Sounds to good to be true doesn’t it. Peanut butter… no bake… less than 100 calories. We live in a world of convenience, and all too often we choose to reach for the sugar packed granola bars or trans-fat laden potato chips when looking for a quick fix. What if I told you that a healthy and tasty treat may only require 15 minutes of your time? Put ingredients into a bowl and roll into balls, easy right? And in return you will get 3 weeks worth of these healthy and convenient no bake 100 calorie peanut butter energy balls.
“Peanuts are rich in monounsaturated fats which are a major component of the heart-healthy, Mediterranean diet and have been linked to a decreased risk of cardiovascular disease.”
Peanut butter has been getting some bad press lately. Some of the blame may be stemming from a popular diet book which unfortunately aims to demonises all legumes, peanuts included…yes peanuts are a legume. Legumes have so many benefits, for our health and our environment (see Benefits of Eating Lentils) so please pay no attention to that circulating misinformation.
Aside from the simple fact that peanuts are related to the humble chickpea and kidney bean, peanuts are also vilified because the peanut plant is susceptible to the mold carcinogenic mold aflatoxin. Chances are, if you’ve landed on this recipe you love peanut butter as much as I do. To limit our exposure to aflatoxin we should purchase our peanut butter from a reputable brand and country to ensure it has been handled and stored properly. It is also important to store peanut butter in the fridge; mold loves hot and humid and is less likely to grow in a cooler environment.

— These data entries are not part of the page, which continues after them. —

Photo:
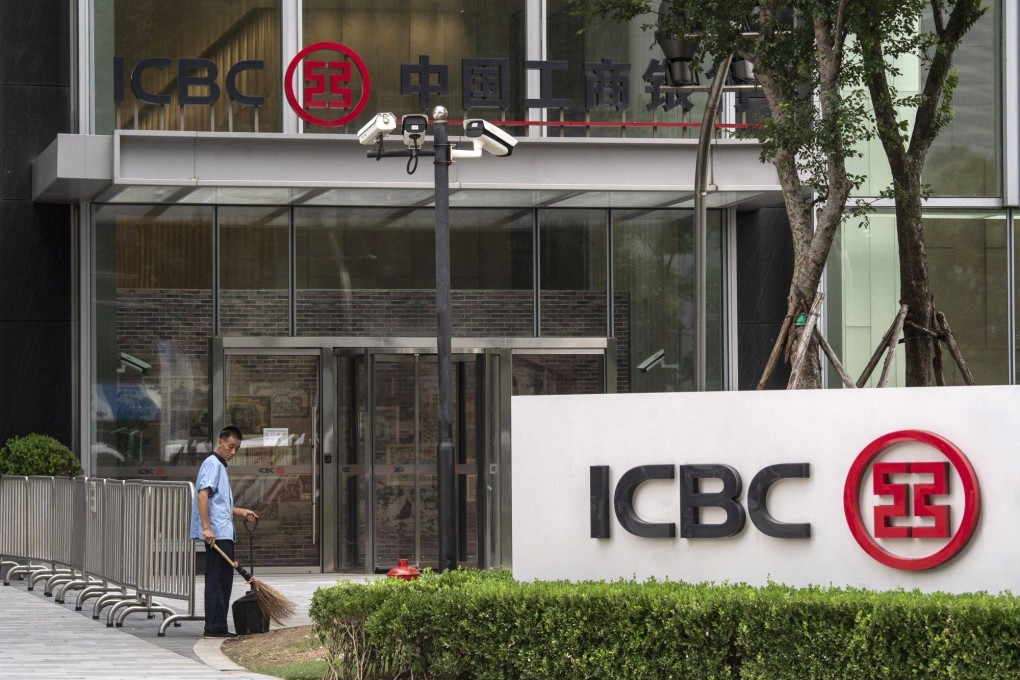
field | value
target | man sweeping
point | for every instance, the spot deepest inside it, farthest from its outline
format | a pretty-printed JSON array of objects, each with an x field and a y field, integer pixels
[{"x": 212, "y": 521}]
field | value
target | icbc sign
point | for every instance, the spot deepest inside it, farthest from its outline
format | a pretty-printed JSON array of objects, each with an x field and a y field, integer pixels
[
  {"x": 900, "y": 495},
  {"x": 328, "y": 83}
]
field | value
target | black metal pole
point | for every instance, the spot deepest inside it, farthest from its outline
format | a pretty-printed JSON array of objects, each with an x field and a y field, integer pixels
[{"x": 445, "y": 452}]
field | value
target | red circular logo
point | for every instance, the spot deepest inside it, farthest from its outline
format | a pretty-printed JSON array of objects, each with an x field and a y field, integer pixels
[
  {"x": 327, "y": 85},
  {"x": 926, "y": 479}
]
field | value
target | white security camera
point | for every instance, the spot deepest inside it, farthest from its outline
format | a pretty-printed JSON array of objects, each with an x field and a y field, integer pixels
[
  {"x": 491, "y": 138},
  {"x": 413, "y": 125},
  {"x": 652, "y": 360},
  {"x": 376, "y": 128},
  {"x": 129, "y": 361}
]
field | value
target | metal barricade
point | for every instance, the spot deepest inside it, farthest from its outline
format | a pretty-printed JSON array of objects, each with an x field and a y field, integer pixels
[
  {"x": 166, "y": 553},
  {"x": 38, "y": 520},
  {"x": 94, "y": 554},
  {"x": 13, "y": 531},
  {"x": 68, "y": 531},
  {"x": 112, "y": 569},
  {"x": 125, "y": 541},
  {"x": 131, "y": 528}
]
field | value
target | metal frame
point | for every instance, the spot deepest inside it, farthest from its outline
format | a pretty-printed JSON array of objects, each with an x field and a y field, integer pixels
[{"x": 496, "y": 363}]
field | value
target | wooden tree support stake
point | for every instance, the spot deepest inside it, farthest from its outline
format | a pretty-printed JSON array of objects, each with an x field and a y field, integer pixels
[
  {"x": 777, "y": 348},
  {"x": 840, "y": 371},
  {"x": 869, "y": 369},
  {"x": 893, "y": 343},
  {"x": 797, "y": 362},
  {"x": 954, "y": 349}
]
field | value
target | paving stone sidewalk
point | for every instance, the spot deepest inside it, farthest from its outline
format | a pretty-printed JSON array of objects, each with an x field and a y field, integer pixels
[{"x": 40, "y": 638}]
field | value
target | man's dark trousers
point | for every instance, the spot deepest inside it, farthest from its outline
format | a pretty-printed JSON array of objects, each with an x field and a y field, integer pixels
[{"x": 218, "y": 580}]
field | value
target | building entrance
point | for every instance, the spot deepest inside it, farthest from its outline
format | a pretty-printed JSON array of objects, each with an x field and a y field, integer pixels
[{"x": 361, "y": 460}]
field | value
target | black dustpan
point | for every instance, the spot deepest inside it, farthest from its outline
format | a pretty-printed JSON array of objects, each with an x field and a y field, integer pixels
[{"x": 248, "y": 616}]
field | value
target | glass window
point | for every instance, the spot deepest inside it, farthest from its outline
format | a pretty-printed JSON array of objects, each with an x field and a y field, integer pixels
[
  {"x": 420, "y": 48},
  {"x": 153, "y": 320},
  {"x": 599, "y": 60},
  {"x": 573, "y": 272},
  {"x": 223, "y": 33},
  {"x": 653, "y": 299},
  {"x": 370, "y": 271},
  {"x": 967, "y": 270},
  {"x": 254, "y": 271},
  {"x": 965, "y": 158}
]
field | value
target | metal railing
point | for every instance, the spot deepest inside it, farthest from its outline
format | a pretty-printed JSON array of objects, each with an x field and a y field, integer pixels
[{"x": 123, "y": 541}]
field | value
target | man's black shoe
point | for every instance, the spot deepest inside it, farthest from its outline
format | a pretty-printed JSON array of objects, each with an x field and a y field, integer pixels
[{"x": 219, "y": 633}]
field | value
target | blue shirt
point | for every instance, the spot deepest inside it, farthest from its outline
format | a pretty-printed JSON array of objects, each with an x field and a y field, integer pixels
[{"x": 212, "y": 475}]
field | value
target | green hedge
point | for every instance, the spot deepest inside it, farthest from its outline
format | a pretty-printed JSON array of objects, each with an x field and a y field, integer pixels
[
  {"x": 470, "y": 624},
  {"x": 38, "y": 455}
]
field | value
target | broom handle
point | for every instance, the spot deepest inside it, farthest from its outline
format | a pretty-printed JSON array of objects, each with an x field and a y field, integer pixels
[{"x": 241, "y": 570}]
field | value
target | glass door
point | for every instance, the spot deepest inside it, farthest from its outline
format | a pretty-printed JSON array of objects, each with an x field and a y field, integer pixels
[
  {"x": 274, "y": 400},
  {"x": 404, "y": 426}
]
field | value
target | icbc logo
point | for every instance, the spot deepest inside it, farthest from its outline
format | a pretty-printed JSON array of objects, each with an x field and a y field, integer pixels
[
  {"x": 328, "y": 82},
  {"x": 912, "y": 500}
]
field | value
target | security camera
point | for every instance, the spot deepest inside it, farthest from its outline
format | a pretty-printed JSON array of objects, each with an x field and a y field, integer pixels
[
  {"x": 491, "y": 138},
  {"x": 652, "y": 360},
  {"x": 413, "y": 125},
  {"x": 128, "y": 361},
  {"x": 376, "y": 128}
]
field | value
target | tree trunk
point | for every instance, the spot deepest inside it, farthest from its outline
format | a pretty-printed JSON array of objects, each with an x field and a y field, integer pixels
[{"x": 914, "y": 291}]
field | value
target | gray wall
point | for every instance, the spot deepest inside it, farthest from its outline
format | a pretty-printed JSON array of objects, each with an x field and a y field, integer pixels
[
  {"x": 37, "y": 338},
  {"x": 764, "y": 269}
]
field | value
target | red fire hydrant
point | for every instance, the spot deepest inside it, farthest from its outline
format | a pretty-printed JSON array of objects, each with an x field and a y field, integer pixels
[{"x": 404, "y": 571}]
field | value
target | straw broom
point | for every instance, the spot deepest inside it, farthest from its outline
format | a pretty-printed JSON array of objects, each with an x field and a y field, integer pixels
[{"x": 273, "y": 604}]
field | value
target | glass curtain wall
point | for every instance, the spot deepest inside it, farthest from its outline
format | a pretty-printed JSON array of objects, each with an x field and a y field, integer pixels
[
  {"x": 572, "y": 276},
  {"x": 966, "y": 158},
  {"x": 254, "y": 271},
  {"x": 610, "y": 72},
  {"x": 369, "y": 271},
  {"x": 462, "y": 54},
  {"x": 151, "y": 38},
  {"x": 153, "y": 320},
  {"x": 653, "y": 283},
  {"x": 967, "y": 266}
]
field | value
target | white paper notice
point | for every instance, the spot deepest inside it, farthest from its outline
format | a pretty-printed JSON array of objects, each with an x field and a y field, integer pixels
[{"x": 275, "y": 436}]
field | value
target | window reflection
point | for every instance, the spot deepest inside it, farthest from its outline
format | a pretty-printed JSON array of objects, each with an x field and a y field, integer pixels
[
  {"x": 254, "y": 266},
  {"x": 371, "y": 272},
  {"x": 967, "y": 270},
  {"x": 153, "y": 323},
  {"x": 653, "y": 281}
]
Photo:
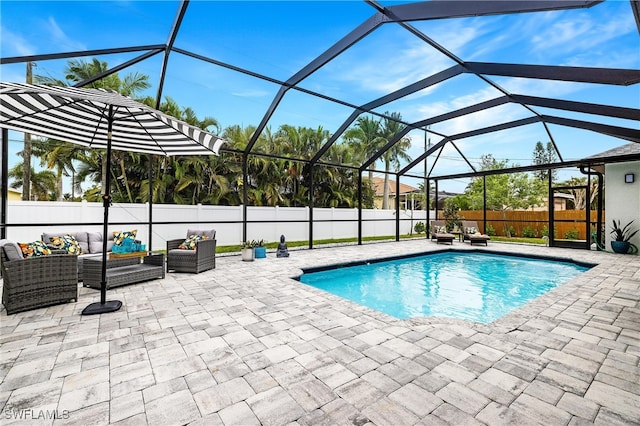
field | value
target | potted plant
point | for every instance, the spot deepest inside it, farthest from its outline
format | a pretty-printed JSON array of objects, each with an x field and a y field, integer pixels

Peanut butter is one of the healthiest convenience foods around. Not only is it high in monounsaturated fats, it is also a good source of protein and can make a quick and healthy snack on the go. Just make sure your peanut butter doesn’t contain any added sugar or funny additives that prevent the oil from separating. Some peanut butter will also contain trans-fats which is one that we definitely want to avoid. If peanut butter is not for your household, try it with almond butter!
No Bake 100 Calorie Peanut Butter Energy Balls
Ingredients for No Bake 100 Calorie Peanut Butter Energy Balls
- 2/3 cup shredded toasted coconut, unsweetened
- 1 cup whole rolled oats
- 1/2 cup natural peanut butter
- 3 tbsp. flaxseed, ground*
- 1/2 cup dried, sour cherries
- 1/2 cup sunflower seeds, unsalted
- 1/4 cup maple syrup or raw honey
- 3/4 tsp vanilla extract
- 2 tbsp. water (optional)
*purchase whole flaxseeds and grind them yourself to ensure all the nutrients are intact and the flaxseeds have not gone rancid. They are simple to grind in a coffee grinder or magic bullet.
Method No Bake 100 Calorie Peanut Butter Energy Balls
- If your coconut is not already toasted, you will have to turn the stove on a give it a quick toast. This helps to intensify the flavour. To do this, heat a frying pan on medium heat and add the coconut. Watch carefully as it will burn quickly. Toss around the frying pan for about 1 minute, or until golden brown.
- Combine all ingredients except for the water in a large mixing bowl. Cover and let sit in the refrigerator for about half an hour. After 30 minutes check it and if the mixture seems to dry add the water. You want the mixture to stick together, and not be too crumbly.
- Now the fun begins! Roll into 22 small, equal sized balls. They should be about 1.5″ diameter.
- Store in an airtight container and keep refrigerated for up to 1 week, or freeze them and take them out as needed.
Make it vegan: Use maple syrup in place of honey.
Make it gluten free: Use certified gluten free oats.